Note that the viseme element is not present.

I was able to get back viseme animations as follows:

var speechSynthesisVoiceName = "en-US-CoraNeural";
var speechLang = "en-US";
var response = "Hi there! How can I help you?";

var speechConfig = SpeechConfig.FromSubscription(subscriptionKey, region);
speechConfig.SpeechRecognitionLanguage = speechLang;
speechConfig.SpeechSynthesisVoiceName = speechSynthesisVoiceName;

using var synthesizer = new SpeechSynthesizer(speechConfig);

synthesizer.VisemeReceived += (s, e) =>
{
    Debug.Print($"Viseme event received. Audio offset: " +
              $"{e.AudioOffset / 10000}ms, viseme id: {e.VisemeId}, Animation: {e.Animation}");
};

var ssml = $@"<speak version='1.0' xmlns='http://www.w3.org/2001/10/synthesis' xmlns:mstts='http://www.w3.org/2001/mstts' xml:lang='{speechLang}'>
  <voice name='{speechSynthesisVoiceName}'>
    <mstts:viseme type='FacialExpression'/>
    {response}
  </voice>
</speak>";

await synthesizer.SpeakSsmlAsync(ssml);

Please note that not all viseme events raised will contain animations

rosedalerk commented 1 year ago

The SDK documentation indicates that each viseme event will have Animation frames. https://learn.microsoft.com/en-us/azure/cognitive-services/speech-service/how-to-speech-synthesis-viseme?tabs=3dblendshapes&pivots=programming-language-csharp

From the documentation: "Each viseme event includes a series of frames in the Animation SDK property."

In our application, we are facing the same issue, where most events return a viseme but empty blendshape data.

mattma1970 commented 7 months ago

I'm facing same issue using the python sdk for a streaming usecase.
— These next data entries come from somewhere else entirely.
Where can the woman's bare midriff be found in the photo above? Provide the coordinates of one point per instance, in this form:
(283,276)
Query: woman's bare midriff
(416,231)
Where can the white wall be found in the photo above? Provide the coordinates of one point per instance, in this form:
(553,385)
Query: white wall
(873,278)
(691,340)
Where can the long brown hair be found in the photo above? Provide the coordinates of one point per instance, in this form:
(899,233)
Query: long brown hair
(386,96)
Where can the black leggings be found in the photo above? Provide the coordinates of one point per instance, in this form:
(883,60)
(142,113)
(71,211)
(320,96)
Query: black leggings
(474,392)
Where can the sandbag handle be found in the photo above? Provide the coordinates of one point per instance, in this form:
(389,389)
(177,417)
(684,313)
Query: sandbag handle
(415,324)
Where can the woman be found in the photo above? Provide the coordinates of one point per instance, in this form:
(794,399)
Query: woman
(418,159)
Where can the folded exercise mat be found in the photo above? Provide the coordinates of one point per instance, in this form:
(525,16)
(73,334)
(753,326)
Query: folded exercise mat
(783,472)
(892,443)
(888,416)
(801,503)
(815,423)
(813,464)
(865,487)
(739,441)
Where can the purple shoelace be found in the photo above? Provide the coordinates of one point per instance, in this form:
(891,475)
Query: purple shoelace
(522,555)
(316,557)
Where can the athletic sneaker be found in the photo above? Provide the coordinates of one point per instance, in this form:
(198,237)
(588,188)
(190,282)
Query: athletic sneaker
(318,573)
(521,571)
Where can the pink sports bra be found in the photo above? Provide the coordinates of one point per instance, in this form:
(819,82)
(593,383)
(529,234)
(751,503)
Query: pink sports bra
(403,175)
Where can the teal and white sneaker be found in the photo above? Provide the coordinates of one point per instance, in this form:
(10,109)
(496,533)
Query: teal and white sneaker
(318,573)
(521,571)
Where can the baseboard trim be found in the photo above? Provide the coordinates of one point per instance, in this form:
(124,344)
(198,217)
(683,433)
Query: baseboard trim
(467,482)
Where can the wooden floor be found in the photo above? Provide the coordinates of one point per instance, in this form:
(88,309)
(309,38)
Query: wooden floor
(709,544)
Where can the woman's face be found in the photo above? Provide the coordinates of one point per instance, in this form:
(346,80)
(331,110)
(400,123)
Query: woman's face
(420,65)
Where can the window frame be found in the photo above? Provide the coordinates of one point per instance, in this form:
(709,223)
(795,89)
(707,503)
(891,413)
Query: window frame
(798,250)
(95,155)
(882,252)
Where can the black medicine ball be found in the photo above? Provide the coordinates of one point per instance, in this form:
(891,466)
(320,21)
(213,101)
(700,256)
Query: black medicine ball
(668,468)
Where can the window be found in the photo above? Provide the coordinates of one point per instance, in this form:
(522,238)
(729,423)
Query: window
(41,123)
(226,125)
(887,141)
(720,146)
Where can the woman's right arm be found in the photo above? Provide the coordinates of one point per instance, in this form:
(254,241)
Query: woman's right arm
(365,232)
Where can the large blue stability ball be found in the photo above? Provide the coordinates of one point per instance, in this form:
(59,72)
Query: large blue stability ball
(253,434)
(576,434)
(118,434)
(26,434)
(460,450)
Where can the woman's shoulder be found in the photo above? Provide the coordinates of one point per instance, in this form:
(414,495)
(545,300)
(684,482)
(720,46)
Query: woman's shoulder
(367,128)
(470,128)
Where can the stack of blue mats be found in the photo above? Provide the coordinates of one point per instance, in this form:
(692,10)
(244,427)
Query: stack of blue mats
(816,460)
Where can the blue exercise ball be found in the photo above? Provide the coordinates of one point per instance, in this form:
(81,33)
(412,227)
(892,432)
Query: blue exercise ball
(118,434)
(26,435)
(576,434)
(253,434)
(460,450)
The visemes and the blendshapes are not in the same event objects. First the visemes for a chunk of audio are returned and then the visemerecieved callback is triggered multiple times with viseme=0 and audio_offset =0 for each event but with the animation json string for some number of frames returned each time. This appears to be by design but it also doubles the time to get the data back to start playing audio and rendering.

Is this the way its intended to work?